Más de 9.000 vecinos evacuados, desbordamientos de los ríos y hasta corrimientos del suelo que están siendo analizados por geólogos: son algunas de las consecuencias extremas que se están viviendo este viernes en Andalucía, la región del sur de España, por el temporal que lleva más de 24 horas sin dar tregua.
Se trata de la borrasca Leonardo, el último fenómeno atmosférico de una cadena desmesurada de efectos meteorológicos que azotan España desde que comenzó el año.
Las inundaciones y los desprendimientos provocaron este viernes el corte de hasta 180 rutas y autopistas, 140 de ellas en Andalucía. Según informó al Dirección General de Tránsito, Cádiz es la provincia andaluza más afectada.
El desbordamientos de ríos, embalses y pantanos obligó a la evacuación de los vecinos que, en algunas localidades, se asustaron por los crujidos que sentían en la tierra.
En la provincia de Málaga encontraron el cuerpo de una mujer que desapareció el miércoles al anochecer cuando se tiró a un río para socorrer a su perro que apareció con vida horas después.
Preocupa, desde el jueves, la crecida del río Guadalquivir, especialmente a la altura de la ciudad de Córdoba, donde el nivel del río superaba este viernes los 5,5 metros. El aviso rojo marca, como límite, menos de la mitad: 2,5 metros.
En Sevilla, donde el jueves el temporal dañó un adorno de la Giralda, ícono de la ciudad, se cerraron las compuertas del muro de defensa del Guadalquivir, como medida preventiva para evitar inundaciones en los barrios.
El aeropuerto de Córdoba permaneció cerrado este viernes.
A las diez de la mañana, el presidente Pedro Sánchez se subió al helicóptero que lo trasladó desde el Palacio de la Moncloa hacia Andalucía para sobrevolar las zonas azotadas y los campos inundados por el temporal.
Este viernes, Grazalema, la localidad de la sierra de Cádiz que está en el ojo del temporal y se encuentra en emergencia hidrológica, era un pueblo fantasma. El jueves, con el agua que corría por las calles como un torrente, la Guardia Civil evacuó a todos los habitantes puerta por puerta.
La gente del pueblo, de suelo rocoso, decía oír crujidos debajo de sus pies. “La tierra tiembla y el subsuelo se mueve”, comentaba un vecino, asustado, a las cámaras de la televisión pública.
“En Grazalema, el mayor riesgo es que el terreno se hunda de manera desigual”, dijo a la prensa española el hidrogeólogo Santiago García.
“No tenemos confirmado que los ruidos que están sintiendo las vibraciones sean hidroseísmos, pero seguramente sean la combinación de distintos fenómenos”, señaló el geólogo Nahúm Méndez.
“El primero es que tenemos una gran cantidad de agua circulando por las cavidades, por los poros de la sierra de Grazalema, y, por un lado, puede ser que este simple movimiento del agua y también del aire esté golpeando las paredes y esté generando vibraciones -aclaró el geólogo-. Otra posibilidad es que estemos también teniendo hidroseísmos.”

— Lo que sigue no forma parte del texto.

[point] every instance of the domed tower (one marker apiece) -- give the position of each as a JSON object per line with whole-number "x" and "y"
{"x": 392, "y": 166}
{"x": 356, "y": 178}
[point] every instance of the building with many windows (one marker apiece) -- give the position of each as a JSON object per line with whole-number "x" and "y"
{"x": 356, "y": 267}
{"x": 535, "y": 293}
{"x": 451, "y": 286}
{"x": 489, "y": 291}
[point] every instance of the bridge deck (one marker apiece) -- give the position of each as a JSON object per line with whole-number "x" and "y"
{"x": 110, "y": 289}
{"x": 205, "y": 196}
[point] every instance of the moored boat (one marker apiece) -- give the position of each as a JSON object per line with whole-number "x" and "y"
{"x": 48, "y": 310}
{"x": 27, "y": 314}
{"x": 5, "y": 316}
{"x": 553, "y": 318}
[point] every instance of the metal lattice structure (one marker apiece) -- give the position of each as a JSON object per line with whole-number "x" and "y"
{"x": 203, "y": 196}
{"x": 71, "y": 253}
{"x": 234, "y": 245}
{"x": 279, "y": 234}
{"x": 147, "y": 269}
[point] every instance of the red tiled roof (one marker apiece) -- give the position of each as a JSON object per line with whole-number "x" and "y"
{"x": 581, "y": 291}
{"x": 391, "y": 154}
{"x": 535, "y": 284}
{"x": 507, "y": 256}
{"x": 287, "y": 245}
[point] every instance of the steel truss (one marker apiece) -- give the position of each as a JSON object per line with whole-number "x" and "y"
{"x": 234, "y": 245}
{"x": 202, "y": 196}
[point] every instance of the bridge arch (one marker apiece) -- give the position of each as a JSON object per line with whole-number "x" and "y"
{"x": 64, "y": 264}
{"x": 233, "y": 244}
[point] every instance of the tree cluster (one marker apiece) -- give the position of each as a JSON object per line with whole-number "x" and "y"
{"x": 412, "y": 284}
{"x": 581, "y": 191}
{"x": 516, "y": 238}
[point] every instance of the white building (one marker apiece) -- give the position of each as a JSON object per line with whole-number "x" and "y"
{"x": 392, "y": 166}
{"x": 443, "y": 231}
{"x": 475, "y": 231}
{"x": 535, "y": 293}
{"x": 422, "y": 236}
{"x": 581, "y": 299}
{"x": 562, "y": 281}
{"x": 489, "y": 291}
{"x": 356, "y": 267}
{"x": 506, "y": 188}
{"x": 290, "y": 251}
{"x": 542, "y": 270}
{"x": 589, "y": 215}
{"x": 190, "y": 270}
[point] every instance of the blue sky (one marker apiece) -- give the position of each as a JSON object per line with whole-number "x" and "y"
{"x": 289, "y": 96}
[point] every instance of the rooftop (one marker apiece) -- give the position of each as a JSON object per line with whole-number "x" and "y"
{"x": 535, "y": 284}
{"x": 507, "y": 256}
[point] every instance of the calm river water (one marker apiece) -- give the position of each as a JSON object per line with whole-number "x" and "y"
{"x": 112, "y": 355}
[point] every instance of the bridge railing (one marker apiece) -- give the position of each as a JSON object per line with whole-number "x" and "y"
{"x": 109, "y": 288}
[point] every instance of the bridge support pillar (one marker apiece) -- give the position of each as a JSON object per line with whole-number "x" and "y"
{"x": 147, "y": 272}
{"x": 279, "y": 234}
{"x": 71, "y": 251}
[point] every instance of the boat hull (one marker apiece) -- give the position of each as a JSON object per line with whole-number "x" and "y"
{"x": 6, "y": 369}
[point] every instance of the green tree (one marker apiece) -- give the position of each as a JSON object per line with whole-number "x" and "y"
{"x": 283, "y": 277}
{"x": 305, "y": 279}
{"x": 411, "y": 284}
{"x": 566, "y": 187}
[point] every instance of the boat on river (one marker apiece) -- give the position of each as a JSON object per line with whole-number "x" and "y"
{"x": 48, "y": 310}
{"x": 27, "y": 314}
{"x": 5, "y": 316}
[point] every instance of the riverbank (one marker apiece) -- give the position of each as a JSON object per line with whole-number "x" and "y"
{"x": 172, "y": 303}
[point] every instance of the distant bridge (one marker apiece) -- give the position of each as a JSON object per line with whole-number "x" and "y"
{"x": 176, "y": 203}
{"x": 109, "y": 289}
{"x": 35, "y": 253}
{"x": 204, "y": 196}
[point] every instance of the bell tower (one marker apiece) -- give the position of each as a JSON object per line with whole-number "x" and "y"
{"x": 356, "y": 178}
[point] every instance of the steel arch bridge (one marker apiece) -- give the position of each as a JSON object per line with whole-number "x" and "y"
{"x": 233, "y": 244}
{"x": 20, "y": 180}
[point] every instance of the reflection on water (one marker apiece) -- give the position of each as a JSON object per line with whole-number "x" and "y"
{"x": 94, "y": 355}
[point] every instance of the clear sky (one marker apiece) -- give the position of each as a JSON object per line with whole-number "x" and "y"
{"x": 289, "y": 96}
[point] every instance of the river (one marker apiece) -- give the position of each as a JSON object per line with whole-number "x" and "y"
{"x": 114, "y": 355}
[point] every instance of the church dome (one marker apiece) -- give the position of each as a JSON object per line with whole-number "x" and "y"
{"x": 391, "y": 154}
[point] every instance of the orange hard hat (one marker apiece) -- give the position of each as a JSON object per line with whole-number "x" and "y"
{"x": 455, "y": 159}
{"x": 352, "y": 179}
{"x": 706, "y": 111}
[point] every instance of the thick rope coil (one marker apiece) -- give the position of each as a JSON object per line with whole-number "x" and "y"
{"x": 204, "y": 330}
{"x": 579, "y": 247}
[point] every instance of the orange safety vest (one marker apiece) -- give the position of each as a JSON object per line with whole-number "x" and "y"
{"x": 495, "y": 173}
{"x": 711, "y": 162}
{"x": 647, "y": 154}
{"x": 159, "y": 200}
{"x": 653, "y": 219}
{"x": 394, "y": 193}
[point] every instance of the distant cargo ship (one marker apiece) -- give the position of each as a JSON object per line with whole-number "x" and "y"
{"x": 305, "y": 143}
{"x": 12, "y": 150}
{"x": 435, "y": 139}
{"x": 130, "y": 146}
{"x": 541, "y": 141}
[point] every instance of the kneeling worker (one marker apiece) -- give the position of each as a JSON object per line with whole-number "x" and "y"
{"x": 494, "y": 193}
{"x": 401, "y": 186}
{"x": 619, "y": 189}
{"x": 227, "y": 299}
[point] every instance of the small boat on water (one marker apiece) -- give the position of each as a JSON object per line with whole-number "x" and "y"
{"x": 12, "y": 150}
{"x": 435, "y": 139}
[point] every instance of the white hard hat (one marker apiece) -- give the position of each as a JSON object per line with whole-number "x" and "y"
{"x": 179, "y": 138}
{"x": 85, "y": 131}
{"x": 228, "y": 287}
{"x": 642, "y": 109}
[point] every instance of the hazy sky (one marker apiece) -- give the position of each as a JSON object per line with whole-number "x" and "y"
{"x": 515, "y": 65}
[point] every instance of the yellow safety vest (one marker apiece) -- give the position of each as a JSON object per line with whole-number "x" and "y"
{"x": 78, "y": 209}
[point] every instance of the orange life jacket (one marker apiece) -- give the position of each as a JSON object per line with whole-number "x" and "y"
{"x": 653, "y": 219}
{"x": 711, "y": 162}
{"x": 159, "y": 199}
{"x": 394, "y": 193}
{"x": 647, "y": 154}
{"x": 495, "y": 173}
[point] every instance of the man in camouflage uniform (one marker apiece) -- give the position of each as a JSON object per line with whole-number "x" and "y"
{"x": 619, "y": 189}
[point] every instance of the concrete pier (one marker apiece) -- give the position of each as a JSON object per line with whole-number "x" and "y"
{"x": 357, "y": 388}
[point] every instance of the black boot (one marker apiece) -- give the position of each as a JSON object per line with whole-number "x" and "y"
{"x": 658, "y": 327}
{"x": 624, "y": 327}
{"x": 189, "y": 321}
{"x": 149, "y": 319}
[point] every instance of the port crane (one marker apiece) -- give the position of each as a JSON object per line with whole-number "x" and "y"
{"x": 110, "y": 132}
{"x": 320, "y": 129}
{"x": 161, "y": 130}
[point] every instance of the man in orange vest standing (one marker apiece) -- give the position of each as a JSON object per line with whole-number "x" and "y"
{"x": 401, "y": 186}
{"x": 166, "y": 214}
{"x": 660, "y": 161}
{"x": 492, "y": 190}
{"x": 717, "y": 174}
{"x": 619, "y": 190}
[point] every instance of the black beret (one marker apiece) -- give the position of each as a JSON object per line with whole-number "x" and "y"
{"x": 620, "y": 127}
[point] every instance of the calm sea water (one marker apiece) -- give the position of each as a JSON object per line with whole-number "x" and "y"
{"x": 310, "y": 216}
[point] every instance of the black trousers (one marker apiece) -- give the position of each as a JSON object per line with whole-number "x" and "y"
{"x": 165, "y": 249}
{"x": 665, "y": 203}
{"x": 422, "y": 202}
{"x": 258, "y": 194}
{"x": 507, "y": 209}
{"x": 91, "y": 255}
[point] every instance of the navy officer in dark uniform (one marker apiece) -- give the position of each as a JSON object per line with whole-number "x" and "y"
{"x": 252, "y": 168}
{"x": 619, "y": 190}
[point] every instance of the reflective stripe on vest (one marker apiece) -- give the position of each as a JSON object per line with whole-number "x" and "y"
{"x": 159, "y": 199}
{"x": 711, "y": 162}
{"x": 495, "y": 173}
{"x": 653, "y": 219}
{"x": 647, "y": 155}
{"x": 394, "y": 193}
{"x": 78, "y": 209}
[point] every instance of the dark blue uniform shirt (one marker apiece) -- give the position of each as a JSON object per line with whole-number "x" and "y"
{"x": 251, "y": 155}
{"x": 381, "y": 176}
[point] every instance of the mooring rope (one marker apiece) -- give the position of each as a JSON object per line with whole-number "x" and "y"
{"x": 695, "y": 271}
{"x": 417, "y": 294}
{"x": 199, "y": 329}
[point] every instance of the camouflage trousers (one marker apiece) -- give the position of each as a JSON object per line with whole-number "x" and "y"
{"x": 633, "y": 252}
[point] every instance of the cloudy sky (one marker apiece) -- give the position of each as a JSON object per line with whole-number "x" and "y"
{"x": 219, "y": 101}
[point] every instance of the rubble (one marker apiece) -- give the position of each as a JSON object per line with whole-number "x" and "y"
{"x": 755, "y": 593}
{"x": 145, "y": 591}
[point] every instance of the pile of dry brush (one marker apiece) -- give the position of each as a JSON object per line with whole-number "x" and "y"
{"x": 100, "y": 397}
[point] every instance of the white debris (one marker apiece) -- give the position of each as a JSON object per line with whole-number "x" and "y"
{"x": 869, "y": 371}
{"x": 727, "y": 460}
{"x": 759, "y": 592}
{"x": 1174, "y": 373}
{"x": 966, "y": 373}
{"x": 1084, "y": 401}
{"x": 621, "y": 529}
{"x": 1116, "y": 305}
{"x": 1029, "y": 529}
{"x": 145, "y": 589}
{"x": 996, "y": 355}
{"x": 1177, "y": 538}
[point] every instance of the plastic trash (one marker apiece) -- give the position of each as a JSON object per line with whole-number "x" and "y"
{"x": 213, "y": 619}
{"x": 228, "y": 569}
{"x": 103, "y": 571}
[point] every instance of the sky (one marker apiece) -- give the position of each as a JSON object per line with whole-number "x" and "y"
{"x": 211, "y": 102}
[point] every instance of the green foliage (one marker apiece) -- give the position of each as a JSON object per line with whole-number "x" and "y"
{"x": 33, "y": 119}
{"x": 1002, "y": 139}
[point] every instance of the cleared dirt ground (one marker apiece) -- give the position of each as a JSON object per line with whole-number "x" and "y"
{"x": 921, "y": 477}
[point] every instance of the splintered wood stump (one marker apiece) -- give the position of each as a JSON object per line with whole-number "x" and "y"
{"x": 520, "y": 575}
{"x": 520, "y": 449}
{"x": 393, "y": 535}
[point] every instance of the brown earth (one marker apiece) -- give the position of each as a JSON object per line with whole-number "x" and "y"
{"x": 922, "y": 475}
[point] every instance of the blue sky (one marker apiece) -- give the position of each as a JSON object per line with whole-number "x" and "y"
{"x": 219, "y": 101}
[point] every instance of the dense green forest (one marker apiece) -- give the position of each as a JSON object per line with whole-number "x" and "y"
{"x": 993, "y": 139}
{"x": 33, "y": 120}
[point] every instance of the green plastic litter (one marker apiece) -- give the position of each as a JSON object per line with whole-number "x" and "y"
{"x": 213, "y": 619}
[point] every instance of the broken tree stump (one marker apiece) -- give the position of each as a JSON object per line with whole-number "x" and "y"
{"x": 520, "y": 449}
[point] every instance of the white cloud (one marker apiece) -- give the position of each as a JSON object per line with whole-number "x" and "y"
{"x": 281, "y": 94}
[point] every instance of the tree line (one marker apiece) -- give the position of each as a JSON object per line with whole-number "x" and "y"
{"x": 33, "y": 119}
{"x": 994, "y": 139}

Ese fenómeno podría producirse cuando las rocas del subsuelo se fracturan y generar pequeños eventos sísmicos o si en el terreno se detectan fallas que pueden producir pequeños temblores.
Preocupación por las represas
España cuenta con una infraestructura de 1.600 represas grandes aproximadamente. Estas obras de ingeniería, construidas en ríos o arroyos para detener, desviar o almacenar agua, están al límite en estos días de temporal.
Un tercio de las casi 400 represas estatales, según afirmaron desde la Asociación Caminos a la prensa española, necesita refuerzos estructurales urgentemente.
Leonardo, que sigue descargando lluvias torrenciales y vientos violentos en las regiones de sur del país, dará paso el sábado a la borrasca Marta que, según las previsiones, no será menos cruel y hasta podría provocar inusuales nevadas como la que sorprendió a Madrid el 28 de enero.